Investigate, I guess. Identify culprits where possible. Throw the book. I dearly hope we catch the bastards responsible for this. Whether acting alone or supported by a group, I hope we catch the bastards responsible - and if they weren't acting alone, I hope we go after and get as many of the supporters as we can find additionally responsible, under the law. It's a hard thing to be, legal.
Every bomb-throwing anarchist attempted to terrify. Every death-dealing terrorist attempts to sow anarchy. The goal is always the same: to destabilize and undermine the power structure of the enemy population. To show its people that their power structure is powerless to stop the outrages. To make the people, terrified, clamor for any new power structure that can "protect them." Perhaps a fundamentalist power structure could protect us? Perhaps a fascist power structure can do it?
The only way they win is if we let them change who we are.
3 comments:
Interesting theory. You say that the phenom of the individual rogue terrorist was favored by historical / social conditions between roughly the 1880s and 19-teens ... and social conditions have not favored it again until the last couple of decades? Never thought about it that way, but ... scary thought.

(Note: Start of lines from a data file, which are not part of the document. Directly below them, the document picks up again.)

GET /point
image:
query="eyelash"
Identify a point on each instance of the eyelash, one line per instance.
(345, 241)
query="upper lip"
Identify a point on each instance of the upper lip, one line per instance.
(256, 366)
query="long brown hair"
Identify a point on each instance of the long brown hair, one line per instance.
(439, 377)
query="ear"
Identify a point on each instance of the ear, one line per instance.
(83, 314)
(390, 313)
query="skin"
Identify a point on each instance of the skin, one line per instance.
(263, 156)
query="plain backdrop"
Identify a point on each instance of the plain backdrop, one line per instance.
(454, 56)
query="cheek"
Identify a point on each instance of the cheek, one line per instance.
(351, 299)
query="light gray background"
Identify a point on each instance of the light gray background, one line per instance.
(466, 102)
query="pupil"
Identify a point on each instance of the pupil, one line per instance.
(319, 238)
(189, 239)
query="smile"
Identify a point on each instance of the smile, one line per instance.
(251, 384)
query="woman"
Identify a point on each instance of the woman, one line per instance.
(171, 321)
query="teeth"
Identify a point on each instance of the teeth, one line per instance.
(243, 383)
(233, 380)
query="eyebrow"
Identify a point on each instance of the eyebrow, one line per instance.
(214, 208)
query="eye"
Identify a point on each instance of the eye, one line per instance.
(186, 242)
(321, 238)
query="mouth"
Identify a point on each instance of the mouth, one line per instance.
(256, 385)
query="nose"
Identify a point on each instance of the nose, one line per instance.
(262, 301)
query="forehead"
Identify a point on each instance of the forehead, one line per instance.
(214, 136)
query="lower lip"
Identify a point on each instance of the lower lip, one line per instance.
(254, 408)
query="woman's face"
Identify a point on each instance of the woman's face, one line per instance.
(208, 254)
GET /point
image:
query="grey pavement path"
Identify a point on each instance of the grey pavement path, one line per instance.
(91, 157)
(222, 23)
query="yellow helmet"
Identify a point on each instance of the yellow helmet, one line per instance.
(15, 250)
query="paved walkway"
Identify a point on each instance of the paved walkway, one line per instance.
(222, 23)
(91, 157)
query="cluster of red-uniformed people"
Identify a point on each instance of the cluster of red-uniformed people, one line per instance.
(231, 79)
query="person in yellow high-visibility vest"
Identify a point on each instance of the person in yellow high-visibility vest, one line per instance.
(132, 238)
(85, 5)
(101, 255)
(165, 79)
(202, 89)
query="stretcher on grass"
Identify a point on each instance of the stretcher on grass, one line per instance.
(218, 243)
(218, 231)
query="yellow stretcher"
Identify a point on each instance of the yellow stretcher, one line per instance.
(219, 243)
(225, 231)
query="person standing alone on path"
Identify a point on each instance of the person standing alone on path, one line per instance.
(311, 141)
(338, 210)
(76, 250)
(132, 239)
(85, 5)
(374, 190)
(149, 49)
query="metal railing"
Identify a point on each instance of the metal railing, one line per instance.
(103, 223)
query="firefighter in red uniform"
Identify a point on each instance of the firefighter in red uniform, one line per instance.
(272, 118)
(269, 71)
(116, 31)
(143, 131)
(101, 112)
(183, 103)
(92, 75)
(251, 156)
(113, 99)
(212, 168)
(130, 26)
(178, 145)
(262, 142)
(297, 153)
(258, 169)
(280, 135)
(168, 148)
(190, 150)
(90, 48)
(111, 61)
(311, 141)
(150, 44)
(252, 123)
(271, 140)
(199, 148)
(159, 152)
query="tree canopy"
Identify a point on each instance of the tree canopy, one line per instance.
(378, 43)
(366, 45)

I don't know much about the anarachist community (if that's not an oxymoron?) in the West during the period you describe. But it seems to me that the modern instances of terror you cite - Middle Eastern and Irish to be exact - aren't rogue individuals just deciding, out of the blue, to throw a bomb or whatever. They are the product of ingroup/outgroup thinking. Not that alone, obviously. But from an anthropological perspective, you've got a group that is either is oppressed and misunderstood by all non-group members, or has a group narrative that this is so. That narrative arises from, or justifies, a cultural value that you only owe common decency, mutual help, etc., to group members. Not to non group members. In short, on the members of your tribe are really human.
Scary, because pretty hard to combat.
Well, I couldn't put it so strongly as to say it was favored by conditions - I'm mystified as to why it flowered, why it faded, why it returns. I don't know what the conditions are, but I do try to take as many stabs as I can!
I'd agree that in either period, bomb-throwers are not necessarily individual rogues, in the sense of acting in isolation without support. But such support may be purely moral support, in many cases. The de facto support community may be just: malcontents. Any vague bloc of people who hate this, that, or the other structure or ideal. And in that bloc you'll have many people yelling, some grousing, some writing manifestos. Rhetoric escalates, but that escalation doesn't always lead to a violent act.
It takes the violent actor to step forward, and take the cue. That would usually be the position of the "individual rogue" terrorist - supported, but more by outrage than organization.
Of course naturally. there are also terrorist organizations, where groups of people take it upon themselves to step up, organize, recruit violent actors and plan more effective actions.
As usual, I neglect to even mention the points where I agree most. I tend to let them pass as understood! But your description of the problem I usually call "demonization of the Other" is very astute. The ways you put it instruct me, in better ways to conceive it myself. Thank you!
I need to thank people more where I agree with them for gosh sakes. So much strong agreement, left entirely unremarked, what's wrong with me!